Here minimum wage is $15.50, a Big Mac $4.50, with many specials (wraps, egg muffins etc) $2. A good breakfast will set you back $10-$20 though.
I really don’t agree with the “tip should be for good service” argument. It isn’t what motivates my tip.
As a general principle, I tip 20% for competent service, higher for excellent service, but almost never less than 15%. The only time I do tip less is when the service is unsatisfactory and indifferent. At that point, I’ll generally follow my late father’s example and leave a one penny tip.

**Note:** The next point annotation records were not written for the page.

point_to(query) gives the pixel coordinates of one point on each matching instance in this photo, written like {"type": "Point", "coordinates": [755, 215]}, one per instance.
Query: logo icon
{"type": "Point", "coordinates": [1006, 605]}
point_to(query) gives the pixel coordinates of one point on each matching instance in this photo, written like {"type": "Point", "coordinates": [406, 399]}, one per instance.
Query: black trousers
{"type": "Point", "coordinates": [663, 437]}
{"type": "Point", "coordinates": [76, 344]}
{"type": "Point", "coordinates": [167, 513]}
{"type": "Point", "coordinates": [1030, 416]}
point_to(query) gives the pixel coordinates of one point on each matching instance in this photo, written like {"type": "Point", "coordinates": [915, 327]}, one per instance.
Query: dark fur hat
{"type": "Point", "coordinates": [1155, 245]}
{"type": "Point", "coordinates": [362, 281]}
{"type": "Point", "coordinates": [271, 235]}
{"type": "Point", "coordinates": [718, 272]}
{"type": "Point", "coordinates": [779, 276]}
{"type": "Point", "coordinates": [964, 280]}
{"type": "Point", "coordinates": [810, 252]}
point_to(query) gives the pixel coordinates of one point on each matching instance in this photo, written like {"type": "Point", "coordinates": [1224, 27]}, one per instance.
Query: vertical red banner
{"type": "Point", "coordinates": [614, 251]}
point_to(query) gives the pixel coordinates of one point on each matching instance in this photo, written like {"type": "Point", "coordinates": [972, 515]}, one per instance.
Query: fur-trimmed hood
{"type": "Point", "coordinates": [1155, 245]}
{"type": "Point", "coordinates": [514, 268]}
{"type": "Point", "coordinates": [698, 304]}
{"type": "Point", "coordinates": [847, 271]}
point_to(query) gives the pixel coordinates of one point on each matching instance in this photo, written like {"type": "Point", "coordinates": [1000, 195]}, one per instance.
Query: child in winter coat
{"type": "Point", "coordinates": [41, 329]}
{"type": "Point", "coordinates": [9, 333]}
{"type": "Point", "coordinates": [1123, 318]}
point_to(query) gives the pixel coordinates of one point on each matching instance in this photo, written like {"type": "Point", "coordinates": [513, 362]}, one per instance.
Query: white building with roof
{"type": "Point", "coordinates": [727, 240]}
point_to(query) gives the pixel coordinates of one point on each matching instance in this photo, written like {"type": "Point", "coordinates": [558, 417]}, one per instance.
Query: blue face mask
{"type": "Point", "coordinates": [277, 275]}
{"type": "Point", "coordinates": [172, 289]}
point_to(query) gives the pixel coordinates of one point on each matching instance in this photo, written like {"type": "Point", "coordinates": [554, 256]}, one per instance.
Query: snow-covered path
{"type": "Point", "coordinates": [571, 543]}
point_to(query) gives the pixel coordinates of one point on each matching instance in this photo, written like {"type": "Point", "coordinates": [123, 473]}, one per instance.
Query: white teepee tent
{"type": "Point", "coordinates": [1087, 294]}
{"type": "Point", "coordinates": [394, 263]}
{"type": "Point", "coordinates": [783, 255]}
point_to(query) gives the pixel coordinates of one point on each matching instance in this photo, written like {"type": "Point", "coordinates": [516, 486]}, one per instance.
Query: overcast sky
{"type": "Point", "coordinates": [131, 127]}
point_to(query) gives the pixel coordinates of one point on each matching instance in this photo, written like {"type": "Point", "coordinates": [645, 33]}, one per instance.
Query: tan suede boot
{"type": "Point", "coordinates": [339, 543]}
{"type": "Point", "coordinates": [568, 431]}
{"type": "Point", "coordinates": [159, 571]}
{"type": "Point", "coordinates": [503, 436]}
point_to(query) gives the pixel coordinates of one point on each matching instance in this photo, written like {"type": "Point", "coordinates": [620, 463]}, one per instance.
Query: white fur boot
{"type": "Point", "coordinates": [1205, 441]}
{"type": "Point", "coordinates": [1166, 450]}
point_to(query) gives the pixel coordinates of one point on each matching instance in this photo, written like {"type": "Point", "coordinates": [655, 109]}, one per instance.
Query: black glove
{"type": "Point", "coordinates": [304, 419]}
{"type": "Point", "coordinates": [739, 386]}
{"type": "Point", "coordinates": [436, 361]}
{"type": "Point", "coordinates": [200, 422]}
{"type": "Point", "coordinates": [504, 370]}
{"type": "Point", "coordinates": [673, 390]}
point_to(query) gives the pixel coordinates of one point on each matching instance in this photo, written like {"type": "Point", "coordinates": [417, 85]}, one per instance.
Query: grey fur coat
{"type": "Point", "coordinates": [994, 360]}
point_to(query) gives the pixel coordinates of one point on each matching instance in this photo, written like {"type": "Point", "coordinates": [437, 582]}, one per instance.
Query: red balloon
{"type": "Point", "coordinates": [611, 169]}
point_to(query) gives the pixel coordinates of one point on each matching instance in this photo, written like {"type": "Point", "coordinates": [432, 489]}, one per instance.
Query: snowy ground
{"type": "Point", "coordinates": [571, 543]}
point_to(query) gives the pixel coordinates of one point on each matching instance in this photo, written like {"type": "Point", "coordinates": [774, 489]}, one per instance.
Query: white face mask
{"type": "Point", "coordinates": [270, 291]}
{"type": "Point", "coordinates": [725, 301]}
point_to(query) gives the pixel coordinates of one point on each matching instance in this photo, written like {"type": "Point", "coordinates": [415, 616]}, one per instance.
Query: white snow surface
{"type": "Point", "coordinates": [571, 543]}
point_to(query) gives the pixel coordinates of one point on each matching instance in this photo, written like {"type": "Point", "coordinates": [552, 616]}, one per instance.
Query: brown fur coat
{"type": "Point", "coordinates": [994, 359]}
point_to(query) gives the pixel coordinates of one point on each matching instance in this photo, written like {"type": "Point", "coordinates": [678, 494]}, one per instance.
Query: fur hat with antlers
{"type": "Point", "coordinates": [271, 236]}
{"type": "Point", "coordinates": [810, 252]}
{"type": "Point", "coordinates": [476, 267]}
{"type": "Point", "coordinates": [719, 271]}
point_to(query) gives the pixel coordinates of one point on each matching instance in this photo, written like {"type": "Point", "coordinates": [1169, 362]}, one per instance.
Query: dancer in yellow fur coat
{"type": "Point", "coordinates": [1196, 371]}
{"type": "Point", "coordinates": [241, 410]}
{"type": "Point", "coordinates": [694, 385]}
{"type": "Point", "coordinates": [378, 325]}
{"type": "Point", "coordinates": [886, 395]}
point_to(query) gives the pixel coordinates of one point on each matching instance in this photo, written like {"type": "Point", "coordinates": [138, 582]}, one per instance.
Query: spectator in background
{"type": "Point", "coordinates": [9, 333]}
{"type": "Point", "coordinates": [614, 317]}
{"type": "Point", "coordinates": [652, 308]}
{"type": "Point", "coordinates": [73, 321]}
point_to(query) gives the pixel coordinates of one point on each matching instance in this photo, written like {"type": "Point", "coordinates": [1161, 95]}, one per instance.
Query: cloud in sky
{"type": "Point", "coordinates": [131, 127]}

The reason I do this is that I believe service, in general, is a cost of food, just as inbound freight is a cost of goods sold. Servers have a right to a reasonable income, and I am uncomfortable controlling it more than a little. I think that is the job of management, and as a general principle, if a server is deficient, it is for one of four reasons:
He/she is in the weeds. This happens at restaurants, and sometimes it’s just impossible to give good service under those circumstances;
He/she is having a bad day. It happens to us all;
He/she is poorly trained and incapable of proper service. This is the most common problem;
He/she is a poor employee who should not be in their job (fortunately rare).
What I do when I receive poor service is have the manager brought to me, and remonstrate with him or her. I point out the deficiencies and unacceptable nature of them. If the server was in the weeds, for example, the manager himself should’ve attended to the matter and helped the service staff avoid complaints. The rest of the above need no exposition as a matter of management competence. I always point out which of the above situations seem to apply, and point out the failure of management in all of them.

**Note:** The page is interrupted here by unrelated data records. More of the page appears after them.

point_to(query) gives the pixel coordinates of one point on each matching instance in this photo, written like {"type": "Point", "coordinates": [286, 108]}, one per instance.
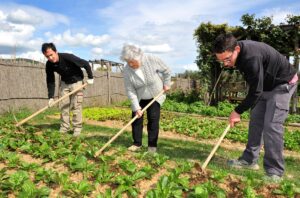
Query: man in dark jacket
{"type": "Point", "coordinates": [272, 80]}
{"type": "Point", "coordinates": [68, 67]}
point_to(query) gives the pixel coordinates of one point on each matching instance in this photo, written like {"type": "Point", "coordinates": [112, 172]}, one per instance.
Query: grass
{"type": "Point", "coordinates": [175, 149]}
{"type": "Point", "coordinates": [180, 149]}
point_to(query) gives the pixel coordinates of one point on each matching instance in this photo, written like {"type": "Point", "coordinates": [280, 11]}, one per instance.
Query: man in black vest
{"type": "Point", "coordinates": [272, 80]}
{"type": "Point", "coordinates": [68, 66]}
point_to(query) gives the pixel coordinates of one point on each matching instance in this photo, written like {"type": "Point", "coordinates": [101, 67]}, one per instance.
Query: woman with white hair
{"type": "Point", "coordinates": [145, 76]}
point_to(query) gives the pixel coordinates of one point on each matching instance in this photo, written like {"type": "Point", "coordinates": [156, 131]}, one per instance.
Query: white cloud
{"type": "Point", "coordinates": [22, 17]}
{"type": "Point", "coordinates": [34, 55]}
{"type": "Point", "coordinates": [278, 14]}
{"type": "Point", "coordinates": [191, 67]}
{"type": "Point", "coordinates": [18, 13]}
{"type": "Point", "coordinates": [97, 51]}
{"type": "Point", "coordinates": [77, 39]}
{"type": "Point", "coordinates": [163, 48]}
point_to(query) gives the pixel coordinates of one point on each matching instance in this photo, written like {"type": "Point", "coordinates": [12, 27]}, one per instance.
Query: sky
{"type": "Point", "coordinates": [98, 29]}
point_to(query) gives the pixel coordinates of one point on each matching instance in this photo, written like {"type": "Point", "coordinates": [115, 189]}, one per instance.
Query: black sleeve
{"type": "Point", "coordinates": [254, 76]}
{"type": "Point", "coordinates": [80, 63]}
{"type": "Point", "coordinates": [50, 79]}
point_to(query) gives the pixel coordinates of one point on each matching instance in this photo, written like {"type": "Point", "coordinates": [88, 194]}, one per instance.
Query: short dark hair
{"type": "Point", "coordinates": [224, 42]}
{"type": "Point", "coordinates": [46, 46]}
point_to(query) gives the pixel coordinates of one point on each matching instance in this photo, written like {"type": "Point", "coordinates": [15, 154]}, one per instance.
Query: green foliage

Based on the quality of his/her response, I am either satisfied or will later contact the restaurant’s national management or local ownership directly with a formal complaint about both the employee and the manager. After that point, I have to decide whether or not to patronize that restaurant again.
Sounds like a lot of work, but it gives me satisfaction that the mere act of withholding a tip does not.

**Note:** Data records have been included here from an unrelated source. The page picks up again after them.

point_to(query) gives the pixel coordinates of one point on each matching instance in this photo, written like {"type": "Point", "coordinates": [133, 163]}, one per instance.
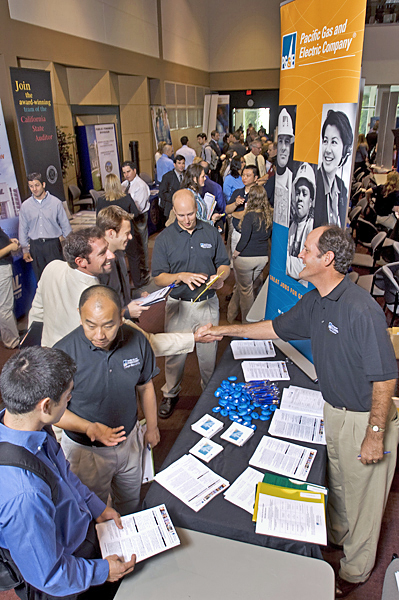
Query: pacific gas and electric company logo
{"type": "Point", "coordinates": [288, 51]}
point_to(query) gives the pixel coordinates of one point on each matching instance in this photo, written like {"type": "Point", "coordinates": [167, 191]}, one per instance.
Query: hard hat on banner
{"type": "Point", "coordinates": [285, 124]}
{"type": "Point", "coordinates": [305, 171]}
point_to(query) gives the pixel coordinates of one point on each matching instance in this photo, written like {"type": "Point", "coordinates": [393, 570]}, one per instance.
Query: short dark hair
{"type": "Point", "coordinates": [235, 166]}
{"type": "Point", "coordinates": [34, 176]}
{"type": "Point", "coordinates": [112, 217]}
{"type": "Point", "coordinates": [339, 119]}
{"type": "Point", "coordinates": [252, 168]}
{"type": "Point", "coordinates": [33, 374]}
{"type": "Point", "coordinates": [129, 163]}
{"type": "Point", "coordinates": [100, 290]}
{"type": "Point", "coordinates": [78, 244]}
{"type": "Point", "coordinates": [337, 240]}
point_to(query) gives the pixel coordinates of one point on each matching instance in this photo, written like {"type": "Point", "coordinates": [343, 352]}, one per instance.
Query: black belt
{"type": "Point", "coordinates": [42, 240]}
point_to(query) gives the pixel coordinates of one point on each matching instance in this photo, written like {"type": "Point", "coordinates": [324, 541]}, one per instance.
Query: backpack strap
{"type": "Point", "coordinates": [13, 455]}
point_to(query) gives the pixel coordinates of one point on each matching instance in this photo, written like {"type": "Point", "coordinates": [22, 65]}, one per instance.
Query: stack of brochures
{"type": "Point", "coordinates": [237, 434]}
{"type": "Point", "coordinates": [207, 426]}
{"type": "Point", "coordinates": [192, 482]}
{"type": "Point", "coordinates": [206, 449]}
{"type": "Point", "coordinates": [300, 416]}
{"type": "Point", "coordinates": [292, 509]}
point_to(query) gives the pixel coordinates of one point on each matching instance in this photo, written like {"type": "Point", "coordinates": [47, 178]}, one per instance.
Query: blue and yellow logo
{"type": "Point", "coordinates": [288, 51]}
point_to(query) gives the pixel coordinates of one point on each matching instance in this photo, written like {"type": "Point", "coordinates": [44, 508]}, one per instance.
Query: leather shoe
{"type": "Point", "coordinates": [343, 588]}
{"type": "Point", "coordinates": [167, 407]}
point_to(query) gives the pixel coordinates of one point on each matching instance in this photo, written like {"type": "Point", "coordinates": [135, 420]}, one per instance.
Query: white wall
{"type": "Point", "coordinates": [128, 24]}
{"type": "Point", "coordinates": [244, 35]}
{"type": "Point", "coordinates": [185, 32]}
{"type": "Point", "coordinates": [380, 64]}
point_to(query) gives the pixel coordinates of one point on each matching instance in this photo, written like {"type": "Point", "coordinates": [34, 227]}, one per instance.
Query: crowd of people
{"type": "Point", "coordinates": [95, 366]}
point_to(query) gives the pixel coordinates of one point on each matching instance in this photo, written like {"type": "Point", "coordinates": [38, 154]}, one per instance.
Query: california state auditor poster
{"type": "Point", "coordinates": [321, 55]}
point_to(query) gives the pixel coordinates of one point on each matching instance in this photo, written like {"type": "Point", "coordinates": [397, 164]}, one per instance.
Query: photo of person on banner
{"type": "Point", "coordinates": [334, 172]}
{"type": "Point", "coordinates": [301, 221]}
{"type": "Point", "coordinates": [283, 178]}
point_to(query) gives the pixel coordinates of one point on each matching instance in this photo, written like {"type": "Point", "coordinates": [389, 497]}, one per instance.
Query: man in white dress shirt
{"type": "Point", "coordinates": [140, 192]}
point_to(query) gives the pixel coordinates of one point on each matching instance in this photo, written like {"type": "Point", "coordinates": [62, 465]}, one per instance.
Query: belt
{"type": "Point", "coordinates": [42, 240]}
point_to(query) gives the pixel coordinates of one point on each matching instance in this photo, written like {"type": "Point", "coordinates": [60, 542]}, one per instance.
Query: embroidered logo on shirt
{"type": "Point", "coordinates": [333, 328]}
{"type": "Point", "coordinates": [130, 362]}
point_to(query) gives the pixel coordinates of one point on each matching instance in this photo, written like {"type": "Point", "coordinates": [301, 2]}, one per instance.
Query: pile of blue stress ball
{"type": "Point", "coordinates": [240, 401]}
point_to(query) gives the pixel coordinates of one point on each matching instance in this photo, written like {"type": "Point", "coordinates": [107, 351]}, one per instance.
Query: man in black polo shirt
{"type": "Point", "coordinates": [357, 371]}
{"type": "Point", "coordinates": [114, 362]}
{"type": "Point", "coordinates": [188, 252]}
{"type": "Point", "coordinates": [238, 200]}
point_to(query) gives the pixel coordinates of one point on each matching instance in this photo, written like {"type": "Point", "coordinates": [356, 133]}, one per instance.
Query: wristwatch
{"type": "Point", "coordinates": [376, 428]}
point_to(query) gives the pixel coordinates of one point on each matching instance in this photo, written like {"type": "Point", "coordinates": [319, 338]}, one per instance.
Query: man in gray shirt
{"type": "Point", "coordinates": [42, 220]}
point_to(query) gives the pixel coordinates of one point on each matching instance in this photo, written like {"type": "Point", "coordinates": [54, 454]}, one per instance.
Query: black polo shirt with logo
{"type": "Point", "coordinates": [176, 251]}
{"type": "Point", "coordinates": [350, 344]}
{"type": "Point", "coordinates": [105, 380]}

“Sounds like a lot of work” is right. But ethical to the point of extreme conscientiousness. Saw a funny cartoon somewhere recently. A dingbat waitress introduces herself with the moronic, “Hi, I’m So and So and I’ll be your waiter” before adding “because this place does absolutely nothing in the way of screening it’s employees!”
I think the issue is that it became customary to tip certain servicepeople, and then that social contract got written into law. It’s very hard to undo such laws, especially when there is no aggrieved party or interest fighting to undo it. The people who would move to positions of power as waitstaff tend to be the people who are better at it, and make more money then they would make if they were paid current regular minimum wage. I know a couple people who have been promoted to management, and switched back to serving as they made more money that way.
And since my above comment completely failed to address the substance of the post, I find the protest unethical. The reason is because the patron has no control, and generally no real knowledge of the amount the employee is earning. Further, it is none of the patron’s damned business.
So if your raison d’être for giving a tip is quality of service, how can the base pay of the server possibly matter? If the reason is to be fair (as mine above), I have to ask myself if I am comfortable not considering service at all, and that answer must be “No.” Perhaps I would revise my scale should I know that all servers are making a minimum of $15/hour, but by no means would I remove the consideration of good service, which is what you must do in order to carry out the protest.
Verdict: Unethical.
Will a mandatory minimum wage of $15 also spell the end of all workplaces which post the message: “[employee(s)] work for tips only”? It seems that such establishments, with such a scheme of compensating employees, would quickly find themselves on the wrong side of the law, as a result of such a mandate.
When it doesn’t apply to tipped employees?